Having been stimulated by the pleasure the individual receives, the brain becomes trained to respond as he/she has always responded, by indulging in the pleasure. The result of such training of the brain is that it makes it very hard to overcome the entrenches of the sinful activity.
While difficult to overcome, the Lord is merciful. Not only did the Lord Jesus Christ die for the forgiveness of sins, but we have been given help so that we may not be slaves to it. While not wanting to reduce the struggle with sin to a ‘how-to’ process, there are five graces that the Lord has given us to help us overcome sin, including the following:
- Self-Awareness: Know who you are apart from Christ and in Christ and use that to examine your own life in an honest way. This means calling your sin, “Sin” and being willing to confront it.

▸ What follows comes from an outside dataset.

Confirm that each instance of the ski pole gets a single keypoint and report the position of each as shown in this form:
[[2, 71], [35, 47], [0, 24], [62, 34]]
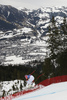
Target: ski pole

- Confession: Confess the sin to God first and then to others.
- Situational Awareness: Note the circumstances you are in and notice the cues that ‘trigger’ the sin so that you may learn to avoid those situations. Furthermore, be aware of the Holy Spirit’s conviction and respond to it.
- Help: We live in the body of Christ and the Lord has granted us one another to maintain accountability.
- Persistence and Patience: Finally, it requires one to patiently persist. Trying to change a response to sin does not merely happen because a person learned from a book or study that it is wrong. Instead, it is a constant battle in which one must continually engage and confront.
This list simply serves as a survey of what God has given us to overcome our sin.
The battle with sin threatens to create a discord and depression in our lives. Yet, it should be a great encouragement to us all to know that sin does not have to overtake us. Even secular research proves that sin can be overcome. It requires the intentional evaluation, acknowledgement, and confrontation and cannot be dealt with passively, but it is possible.